Suppose $f$ and $g$ are functions. I am pretty sure that the definition of big-O has its definition conform to the following logical structure
$$\exists \, k \, \exists C \, \forall \,x\, :\, x > k \implies|f(x)| \leq C|g(x)|$$
since it also conforms to proper usage when attempting to prove by contradiction that $f$ is not big-O of $g$, but I would like confirmation.
Thanks!
Yes, this is correct.

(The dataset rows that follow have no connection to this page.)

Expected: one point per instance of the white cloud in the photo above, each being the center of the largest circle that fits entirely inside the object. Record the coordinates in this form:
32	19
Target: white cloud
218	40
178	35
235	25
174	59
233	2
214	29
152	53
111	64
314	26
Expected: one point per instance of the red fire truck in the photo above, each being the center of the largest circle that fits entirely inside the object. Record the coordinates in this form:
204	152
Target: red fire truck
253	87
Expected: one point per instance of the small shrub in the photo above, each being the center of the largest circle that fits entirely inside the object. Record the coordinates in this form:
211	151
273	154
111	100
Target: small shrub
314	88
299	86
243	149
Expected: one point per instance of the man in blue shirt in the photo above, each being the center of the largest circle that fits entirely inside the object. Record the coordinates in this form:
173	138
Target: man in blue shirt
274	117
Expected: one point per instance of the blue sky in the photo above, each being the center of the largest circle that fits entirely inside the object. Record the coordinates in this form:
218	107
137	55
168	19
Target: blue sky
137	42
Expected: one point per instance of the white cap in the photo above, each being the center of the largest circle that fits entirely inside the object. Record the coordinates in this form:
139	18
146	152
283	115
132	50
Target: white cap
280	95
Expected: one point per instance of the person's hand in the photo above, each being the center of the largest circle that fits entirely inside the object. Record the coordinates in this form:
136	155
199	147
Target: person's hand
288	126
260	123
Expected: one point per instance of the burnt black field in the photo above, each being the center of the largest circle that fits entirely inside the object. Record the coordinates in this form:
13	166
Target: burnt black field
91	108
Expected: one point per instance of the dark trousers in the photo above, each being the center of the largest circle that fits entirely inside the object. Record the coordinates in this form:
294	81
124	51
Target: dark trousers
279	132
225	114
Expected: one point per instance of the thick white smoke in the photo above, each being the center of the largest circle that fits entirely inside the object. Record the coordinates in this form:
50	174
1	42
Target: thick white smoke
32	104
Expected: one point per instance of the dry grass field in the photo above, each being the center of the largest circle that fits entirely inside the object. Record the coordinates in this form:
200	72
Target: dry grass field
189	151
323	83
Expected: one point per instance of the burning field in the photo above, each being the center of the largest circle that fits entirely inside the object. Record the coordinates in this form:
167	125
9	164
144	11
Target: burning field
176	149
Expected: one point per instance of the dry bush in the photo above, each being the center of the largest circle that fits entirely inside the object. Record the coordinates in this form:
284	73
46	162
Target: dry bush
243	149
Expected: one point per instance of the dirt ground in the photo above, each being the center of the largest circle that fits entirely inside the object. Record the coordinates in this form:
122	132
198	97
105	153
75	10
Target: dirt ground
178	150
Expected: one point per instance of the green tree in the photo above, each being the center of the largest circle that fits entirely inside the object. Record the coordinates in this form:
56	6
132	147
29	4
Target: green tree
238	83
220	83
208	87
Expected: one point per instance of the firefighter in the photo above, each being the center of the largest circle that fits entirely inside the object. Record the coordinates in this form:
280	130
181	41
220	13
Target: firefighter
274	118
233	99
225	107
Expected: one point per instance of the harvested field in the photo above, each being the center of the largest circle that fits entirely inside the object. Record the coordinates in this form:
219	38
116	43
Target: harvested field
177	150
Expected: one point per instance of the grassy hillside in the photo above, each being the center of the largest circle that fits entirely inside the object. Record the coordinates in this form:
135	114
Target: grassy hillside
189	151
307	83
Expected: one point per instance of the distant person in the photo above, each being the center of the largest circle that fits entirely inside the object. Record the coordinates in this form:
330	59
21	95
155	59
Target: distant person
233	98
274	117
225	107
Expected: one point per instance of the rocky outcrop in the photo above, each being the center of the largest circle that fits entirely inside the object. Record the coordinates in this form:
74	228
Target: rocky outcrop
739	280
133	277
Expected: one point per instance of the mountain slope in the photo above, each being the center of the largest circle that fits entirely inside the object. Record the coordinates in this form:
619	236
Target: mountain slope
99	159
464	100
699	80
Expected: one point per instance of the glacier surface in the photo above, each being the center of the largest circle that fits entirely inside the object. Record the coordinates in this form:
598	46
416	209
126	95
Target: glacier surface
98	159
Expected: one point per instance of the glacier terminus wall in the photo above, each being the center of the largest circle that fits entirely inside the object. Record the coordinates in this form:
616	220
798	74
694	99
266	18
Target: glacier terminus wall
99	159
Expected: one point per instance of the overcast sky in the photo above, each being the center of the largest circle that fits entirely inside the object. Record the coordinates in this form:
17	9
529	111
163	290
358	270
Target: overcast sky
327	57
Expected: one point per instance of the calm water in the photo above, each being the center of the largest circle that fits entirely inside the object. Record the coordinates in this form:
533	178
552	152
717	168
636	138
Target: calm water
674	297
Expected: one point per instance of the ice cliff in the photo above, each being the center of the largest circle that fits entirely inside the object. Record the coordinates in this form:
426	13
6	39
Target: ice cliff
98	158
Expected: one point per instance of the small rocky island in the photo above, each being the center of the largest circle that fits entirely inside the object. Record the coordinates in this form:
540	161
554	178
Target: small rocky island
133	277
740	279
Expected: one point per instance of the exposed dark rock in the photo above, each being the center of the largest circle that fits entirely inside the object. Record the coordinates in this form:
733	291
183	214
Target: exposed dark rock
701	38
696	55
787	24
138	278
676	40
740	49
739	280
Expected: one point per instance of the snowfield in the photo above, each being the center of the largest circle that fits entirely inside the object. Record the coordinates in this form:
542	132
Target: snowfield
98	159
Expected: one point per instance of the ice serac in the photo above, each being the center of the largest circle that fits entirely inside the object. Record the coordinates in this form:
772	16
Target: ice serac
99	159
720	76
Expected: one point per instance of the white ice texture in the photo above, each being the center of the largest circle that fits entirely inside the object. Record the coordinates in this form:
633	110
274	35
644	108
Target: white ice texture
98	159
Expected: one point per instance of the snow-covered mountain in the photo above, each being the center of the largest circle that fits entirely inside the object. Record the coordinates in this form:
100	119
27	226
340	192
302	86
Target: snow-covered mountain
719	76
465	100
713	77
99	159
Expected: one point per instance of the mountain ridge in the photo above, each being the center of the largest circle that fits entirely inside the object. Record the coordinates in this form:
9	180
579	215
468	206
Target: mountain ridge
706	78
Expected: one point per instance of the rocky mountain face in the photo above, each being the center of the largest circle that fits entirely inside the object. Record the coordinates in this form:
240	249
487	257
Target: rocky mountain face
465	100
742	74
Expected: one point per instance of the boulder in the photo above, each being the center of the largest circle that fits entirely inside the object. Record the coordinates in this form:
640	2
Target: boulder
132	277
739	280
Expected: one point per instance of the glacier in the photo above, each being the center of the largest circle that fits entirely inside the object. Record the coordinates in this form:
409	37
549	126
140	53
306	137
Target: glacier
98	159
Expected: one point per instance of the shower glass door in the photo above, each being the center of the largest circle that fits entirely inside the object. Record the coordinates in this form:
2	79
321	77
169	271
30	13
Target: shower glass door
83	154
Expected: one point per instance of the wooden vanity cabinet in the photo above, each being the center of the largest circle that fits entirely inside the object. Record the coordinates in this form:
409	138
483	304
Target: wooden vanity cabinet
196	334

Under the assumption that you surely want to make that we are talking about what it means that $f$ is $O(g)$ as $x \to \infty$ (and not some other point, or still something else).
More generally, $f$ is $O(g)$ on $S$ means that there exists some $C$ such that $|f(x)| \le C |g(x)|$ for all $x \in S$ (equivalently $x \in S $ implies $|f(x)| \le C |g(x)|$).

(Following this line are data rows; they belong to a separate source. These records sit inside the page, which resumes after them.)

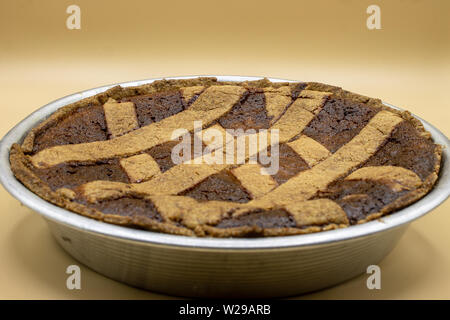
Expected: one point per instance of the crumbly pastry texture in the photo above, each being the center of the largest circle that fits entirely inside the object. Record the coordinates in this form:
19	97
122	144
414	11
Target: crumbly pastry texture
344	159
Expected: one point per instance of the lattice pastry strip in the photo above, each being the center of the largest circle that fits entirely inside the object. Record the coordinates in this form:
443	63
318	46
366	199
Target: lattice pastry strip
170	182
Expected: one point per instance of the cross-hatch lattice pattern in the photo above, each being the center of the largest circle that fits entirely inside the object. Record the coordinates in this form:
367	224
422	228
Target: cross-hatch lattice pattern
128	142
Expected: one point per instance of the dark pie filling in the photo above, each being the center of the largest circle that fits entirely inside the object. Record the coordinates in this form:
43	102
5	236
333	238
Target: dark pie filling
338	122
335	125
261	218
84	125
221	186
72	175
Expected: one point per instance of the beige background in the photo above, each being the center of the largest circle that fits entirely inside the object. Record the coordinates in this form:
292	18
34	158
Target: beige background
406	63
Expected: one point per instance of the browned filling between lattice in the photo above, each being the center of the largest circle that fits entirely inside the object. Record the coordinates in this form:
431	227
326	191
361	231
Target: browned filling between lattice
336	120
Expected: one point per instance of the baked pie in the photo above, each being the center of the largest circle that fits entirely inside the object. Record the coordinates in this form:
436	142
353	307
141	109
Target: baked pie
201	157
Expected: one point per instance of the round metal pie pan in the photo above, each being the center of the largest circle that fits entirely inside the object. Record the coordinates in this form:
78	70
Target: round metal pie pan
213	267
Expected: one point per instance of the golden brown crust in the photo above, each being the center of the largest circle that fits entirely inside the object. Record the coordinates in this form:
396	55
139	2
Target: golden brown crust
203	224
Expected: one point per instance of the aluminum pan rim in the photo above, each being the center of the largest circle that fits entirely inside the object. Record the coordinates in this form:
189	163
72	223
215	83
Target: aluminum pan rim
434	198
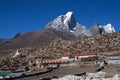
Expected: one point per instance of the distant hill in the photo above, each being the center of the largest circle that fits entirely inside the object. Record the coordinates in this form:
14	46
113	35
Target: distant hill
34	39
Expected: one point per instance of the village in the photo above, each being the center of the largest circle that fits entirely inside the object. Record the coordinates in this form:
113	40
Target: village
89	66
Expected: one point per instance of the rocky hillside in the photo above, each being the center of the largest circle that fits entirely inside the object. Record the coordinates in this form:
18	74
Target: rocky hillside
100	44
33	39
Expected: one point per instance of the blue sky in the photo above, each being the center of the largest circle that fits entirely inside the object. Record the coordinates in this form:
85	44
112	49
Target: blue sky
31	15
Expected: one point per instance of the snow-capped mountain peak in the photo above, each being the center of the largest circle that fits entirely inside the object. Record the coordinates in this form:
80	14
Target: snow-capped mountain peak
64	22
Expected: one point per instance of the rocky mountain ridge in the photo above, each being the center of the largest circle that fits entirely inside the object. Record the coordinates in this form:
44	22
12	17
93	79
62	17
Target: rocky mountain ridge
68	23
105	44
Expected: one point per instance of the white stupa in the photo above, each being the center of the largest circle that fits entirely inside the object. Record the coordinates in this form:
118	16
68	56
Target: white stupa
17	54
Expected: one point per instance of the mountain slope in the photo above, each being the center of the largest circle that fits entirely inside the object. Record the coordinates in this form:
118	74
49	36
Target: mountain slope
68	22
36	38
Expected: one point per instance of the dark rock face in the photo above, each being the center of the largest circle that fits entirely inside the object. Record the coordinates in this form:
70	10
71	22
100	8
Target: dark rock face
34	39
95	29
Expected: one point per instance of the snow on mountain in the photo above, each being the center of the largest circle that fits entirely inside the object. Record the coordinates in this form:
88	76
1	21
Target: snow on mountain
108	28
68	23
63	22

And, $f$ is $O(g)$ as $x \to p$ means that there exists some open neighborhood $U$ of $p$ and a $C$ (that may depend on $U$) such that $|f(x)| \le C |g(x)|$ for all $x \in U$ (equivalently $x \in U $ implies $|f(x)| \le C |g(x)|$).

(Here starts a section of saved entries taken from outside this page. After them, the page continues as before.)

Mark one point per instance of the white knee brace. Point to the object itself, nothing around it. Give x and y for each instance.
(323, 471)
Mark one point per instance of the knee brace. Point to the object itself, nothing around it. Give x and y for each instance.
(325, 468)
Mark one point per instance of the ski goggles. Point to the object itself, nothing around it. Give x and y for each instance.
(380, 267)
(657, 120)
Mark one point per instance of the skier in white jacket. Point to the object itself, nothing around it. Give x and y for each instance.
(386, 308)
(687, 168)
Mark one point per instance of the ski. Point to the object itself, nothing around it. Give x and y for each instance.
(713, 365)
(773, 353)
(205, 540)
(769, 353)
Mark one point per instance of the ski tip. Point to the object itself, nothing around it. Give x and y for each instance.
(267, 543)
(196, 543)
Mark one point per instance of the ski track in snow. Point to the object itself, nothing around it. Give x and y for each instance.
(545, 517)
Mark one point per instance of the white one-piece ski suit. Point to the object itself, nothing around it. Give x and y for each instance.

The sets $\{ x \in \mathbb{R} \colon x >k\}$ are a basis of the open neighborhoods of $+\infty$. This second statement is thus equivalently to what you said.
In particular, it is more coherent to choose the neighborhood first and then the constant. But in the particular case you could also invert the order of the existential quantifiers and it would not yield a different definition in this case.